Nous consoliderons également le programme « Petites Villes de demain » qui s'adresse à 1 600 communes de moins de 20 000 habitants. J'ai à ce titre missionné les équipes de l'ANCT pour une feuille de route plus opérationnelle, afin de répondre aux attentes remontées par les élus. Je ne manquerai pas de vous en faire part car je connais, pour m'être déplacée dans un certain nombre de départements, votre attachement à ce programme qui accompagne de nombreux territoires ruraux.

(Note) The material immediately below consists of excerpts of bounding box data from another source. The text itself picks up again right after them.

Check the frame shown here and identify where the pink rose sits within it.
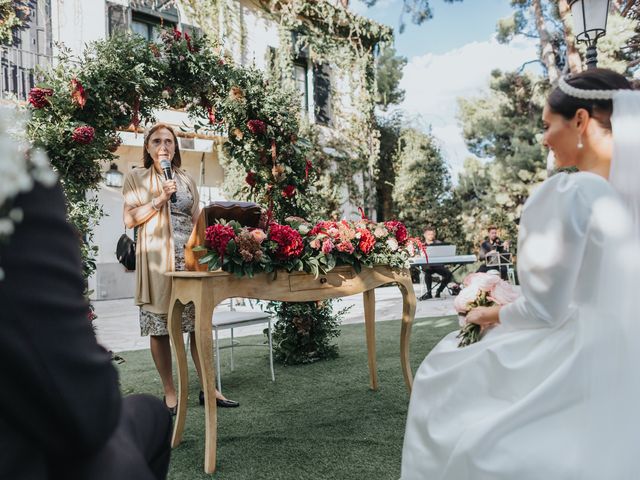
[250,228,267,244]
[322,238,334,255]
[489,280,520,305]
[463,272,500,292]
[336,241,355,253]
[373,223,389,238]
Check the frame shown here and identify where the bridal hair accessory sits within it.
[558,75,623,100]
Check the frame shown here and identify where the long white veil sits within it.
[580,90,640,480]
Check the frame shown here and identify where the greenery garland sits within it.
[0,0,32,45]
[28,30,315,276]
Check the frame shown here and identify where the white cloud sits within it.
[400,38,538,179]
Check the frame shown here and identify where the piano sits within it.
[409,253,478,300]
[409,255,478,273]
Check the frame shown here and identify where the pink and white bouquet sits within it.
[453,272,520,347]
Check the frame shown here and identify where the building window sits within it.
[293,58,309,115]
[313,63,332,127]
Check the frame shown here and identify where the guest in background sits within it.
[420,226,453,300]
[477,225,509,280]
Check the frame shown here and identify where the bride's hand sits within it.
[466,306,500,329]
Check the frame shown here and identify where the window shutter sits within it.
[107,3,130,37]
[313,63,332,126]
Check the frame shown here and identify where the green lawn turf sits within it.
[119,317,457,480]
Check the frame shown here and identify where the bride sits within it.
[402,69,640,480]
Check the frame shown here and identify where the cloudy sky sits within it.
[352,0,537,178]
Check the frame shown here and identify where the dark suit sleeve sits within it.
[478,240,493,260]
[0,185,121,459]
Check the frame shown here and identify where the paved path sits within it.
[94,285,455,352]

En conclusion, avant d'ouvrir le débat, je souhaite, Mesdames et Messieurs les sénateurs, aborder une question qui nous tient toutes et tous à coeur, le quotidien des élus. Je me permets de prendre la Présidente Gatel à témoin, tant elle oeuvre activement sur la mise en oeuvre de la loi 3DS et sur ses suites. J'aurai à coeur de travailler sur ce sujet et je serai aux côtés des élus pour simplifier leur relation avec l'État. Je souhaite en effet porter des politiques publiques différenciées, dans l'esprit de la loi 3DS, adaptées aux réalités locales. Les outils existent et les élus doivent s'en saisir. Certains départements ont souhaité que leur compétence RSA soit partagée avec l'État. Ils sont en train d'expérimenter ce nouveau dispositif. Certains ont voulu prendre en charge la gestion de routes nationales, dans un intérêt local reconnu. Je crois que c'est avec ce type d'initiative que l'action publique gagnera en efficacité et en cohérence.

Vous avez également réfléchi à la place de l'État dans nos territoires. Je tiens à remercier les sénateurs Canayer et Kerrouche pour leur rapport fournissant de nombreuses pistes de travail. L'efficacité de nos politiques publiques territorialisées passe par un État déconcentré, en mesure de les accompagner et de répondre aux élus locaux.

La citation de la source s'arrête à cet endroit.